It would be really great though if CERN IT could be persuaded to make the latest stable Julia version part of the software distribution (compiled for CentOS-7, so that Cxx.jl works properly, etc.).

I’m sure with official backing, one could also implement a solution for the problems with the registry. And the Jupyter kernel could come pre-installed (along with IJulia itself).

Still, the workaround above does work: :slight_smile:

To use UpROOT.jl on SWAN, you first need to install the Python uproot package. You can install it into “$HOME/.local/lib/python3.6/site-packages” via

pip install --user uproot

Python should find it there automatically. Also, it’s necessary to carry a whole bunch of environment variables that are set on the SWAN shell over into the notebooks, by setting your Julia Jupyter kernel up like this:

julia -e 'using IJulia; installkernel("julia", env=merge(Dict("JULIA_NUM_THREADS"=>"4"), Dict(ENV)))'

Setting the number of Julia threads is optional, of course, but you need to preserve ENV, there are a lot of custom python, library and others paths set up on the SWAN shell. Take a look at

cat "/scratch/`whoami`/.local/share/jupyter/kernels/python3/kernel.json"

to see how it’s done for the Python Jupyter kernel (pretty monstrous).

Important: Run a SWAN instance with Python3 if you plan to install Julia packages like UpROOT, PyPlot, PyCall, etc. - if the system Python is Python2, PyCall/Conda will install a whole new Conda envinronment into “.julia/conda” and EOS won’t be happy about those many many small files.

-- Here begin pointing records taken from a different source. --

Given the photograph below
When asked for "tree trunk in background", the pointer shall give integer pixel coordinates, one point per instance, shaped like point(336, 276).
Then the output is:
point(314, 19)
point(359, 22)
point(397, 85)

I have upgraded the version of julia to 1.6 in the LCG stack (Bleeding Edge for the time being). From your workarounds the minimal set of commands to execute at the terminal are:

export JUPYTER_DATA_DIR=$HOME/.local/share/jupyter
mkdir -p /scratch/`whoami`/.julia/registries
ln -s "/scratch/`whoami`/.julia/registries" "$HOME/.julia/registries"
julia -e 'import Pkg; Pkg.add("IJulia")'
julia -e 'using IJulia; installkernel("julia", env=merge(Dict("JULIA_NUM_THREADS"=>"4"), Dict(ENV)))'

Then I can start a julia notebook and execute it. If I re-start the session I do not need to execute any command at the termninal. I guess until a new version is deployed.

Not really that I can re-start the session. I need at least to re-create registries directory with
mkdir -p /scratch/`whoami`/.julia/registries

for the moment being it hangs after Installing known registries into `~/.julia for me

edit: nvm, seems to be just that the storage is outrageously slow…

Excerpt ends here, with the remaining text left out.